At first I thought the teachers and administrators must know best because they are the professionals, right? Let me tell you what complete and utter B.S. that is. When I finally got it, when I finally really understood what a racket the schools and pediatricians have going on up here with the whole medicated child idea, I was heartbroken for having gone along with it, and for having medicated my kids, when they just needed extra help in reading and math. They needed a school environment that kept them interested and engaged, rather than sitting in a box all day trying to pay attention to dry subjects that don’t have any real meaning for them because their hands aren’t engaged along with their heads.

When I pushed back and fought against drugging my kids, the teachers weren’t happy. In fact, they if weren’t openly angry about it, they treated me as though I was being a neglectful parent by not drugging my kids. I’d like to speak to those teachers who said my kids wouldn’t make it without drugs. Both are doing well. Not only is Older Son doing very well in school, but he also holds a part-time job. Younger Son, who, as far as his Fourth Grade Monster (ahem, teacher) was concerned wouldn’t ever do well or be much of a reader, manages some how to get on the honor roll every freaking quarter. Success with no drugs…I’d very much like them to stick that in their pipes and smoke it, and smoke it hard.

But, I’ve digressed. As you can tell, education of our youth is something I’m pretty passionate about, given my experiences as a parent. And as a child, too. I didn’t do well in the cookie cutter environment either, but back then there wasn’t the idea of medicating your kid if he or she didn’t fit the mold.

Having said all that,  I think Green can have more meanings that just the materials you use to create a dwelling or how you treat your environment. I think Green means fresh thinking. I think it means thinking out of the box. I think it means teaching children how to be live successfully in their local environments by integrating topics across classes. I think it means constructing the idea of schools being more sustainable on their own, and teaching the kids about living sustainably.

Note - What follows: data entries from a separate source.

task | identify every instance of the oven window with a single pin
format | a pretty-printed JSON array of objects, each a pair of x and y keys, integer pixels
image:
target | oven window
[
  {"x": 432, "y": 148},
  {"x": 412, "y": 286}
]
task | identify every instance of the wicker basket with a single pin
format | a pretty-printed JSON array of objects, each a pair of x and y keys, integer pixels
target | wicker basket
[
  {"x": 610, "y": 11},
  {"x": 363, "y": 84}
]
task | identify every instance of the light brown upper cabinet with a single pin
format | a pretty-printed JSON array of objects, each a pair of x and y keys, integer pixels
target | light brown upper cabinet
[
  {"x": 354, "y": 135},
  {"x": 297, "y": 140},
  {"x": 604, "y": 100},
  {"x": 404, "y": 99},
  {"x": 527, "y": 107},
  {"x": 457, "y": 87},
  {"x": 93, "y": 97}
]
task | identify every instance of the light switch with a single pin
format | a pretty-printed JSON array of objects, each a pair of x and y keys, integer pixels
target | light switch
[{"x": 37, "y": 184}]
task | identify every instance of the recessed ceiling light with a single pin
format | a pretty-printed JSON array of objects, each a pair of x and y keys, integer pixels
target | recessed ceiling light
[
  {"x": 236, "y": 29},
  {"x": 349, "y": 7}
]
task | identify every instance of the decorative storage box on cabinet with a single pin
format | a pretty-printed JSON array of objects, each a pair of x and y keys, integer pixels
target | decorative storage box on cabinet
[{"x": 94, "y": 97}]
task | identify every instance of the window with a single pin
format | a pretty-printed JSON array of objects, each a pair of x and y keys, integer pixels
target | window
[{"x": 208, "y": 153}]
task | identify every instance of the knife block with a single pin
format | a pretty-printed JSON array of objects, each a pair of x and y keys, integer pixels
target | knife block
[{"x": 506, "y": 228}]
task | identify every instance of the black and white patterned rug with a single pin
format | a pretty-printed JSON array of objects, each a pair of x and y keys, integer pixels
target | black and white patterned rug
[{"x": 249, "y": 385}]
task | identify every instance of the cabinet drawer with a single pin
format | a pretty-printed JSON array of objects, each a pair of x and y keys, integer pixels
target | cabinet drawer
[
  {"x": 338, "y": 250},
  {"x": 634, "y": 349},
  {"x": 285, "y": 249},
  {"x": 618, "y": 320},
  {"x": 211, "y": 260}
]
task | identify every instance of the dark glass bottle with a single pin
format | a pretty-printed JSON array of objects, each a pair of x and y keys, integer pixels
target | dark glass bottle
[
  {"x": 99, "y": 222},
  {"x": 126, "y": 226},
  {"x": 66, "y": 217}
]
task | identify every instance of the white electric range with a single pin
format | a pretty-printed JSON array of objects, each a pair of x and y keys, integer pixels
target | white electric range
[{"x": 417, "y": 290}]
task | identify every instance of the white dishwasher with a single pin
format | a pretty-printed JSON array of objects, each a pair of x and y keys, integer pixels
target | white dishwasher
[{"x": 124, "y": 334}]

Most importantly, kids need to move. Keeping a kid captive in a chair for most of a day without much in the way of making what little movement time they get relevant to what they’re learning is not good. Memory is made stronger when your body is engaged with what you’re hearing and talking about, so what’s being taught will be that much easier to remember and integrate into their daily lives. Teach practical topics along with the three R’s so that it’s all one integrated, meaningful stream of knowledge. Meaningful, I think, is the operative word here. Parental and community involvement is also key. It really does take a village to raise a child. If one leg of the Parent-Community-School triad is busted, it just makes it that much harder for the kids to grow up whole and become ready to face the world as adults.

I think schools in harsh climates have a tougher job, and I see strides toward integrative teaching methods, but there’s more work to be done. I know it isn’t easy, and it’s simple of me to sit here and blog my heart out about it, but I truly think it’s something that can be done.  If you found the video interesting, there is more where that came from. Double click on the video and that should take you to you tube. John and Cynthia Hardy have some really good ideas about education, and I hope it catches on across the world like a prairie fire. It’s not just the structure that houses the school that’s impressive, but what goes on inside.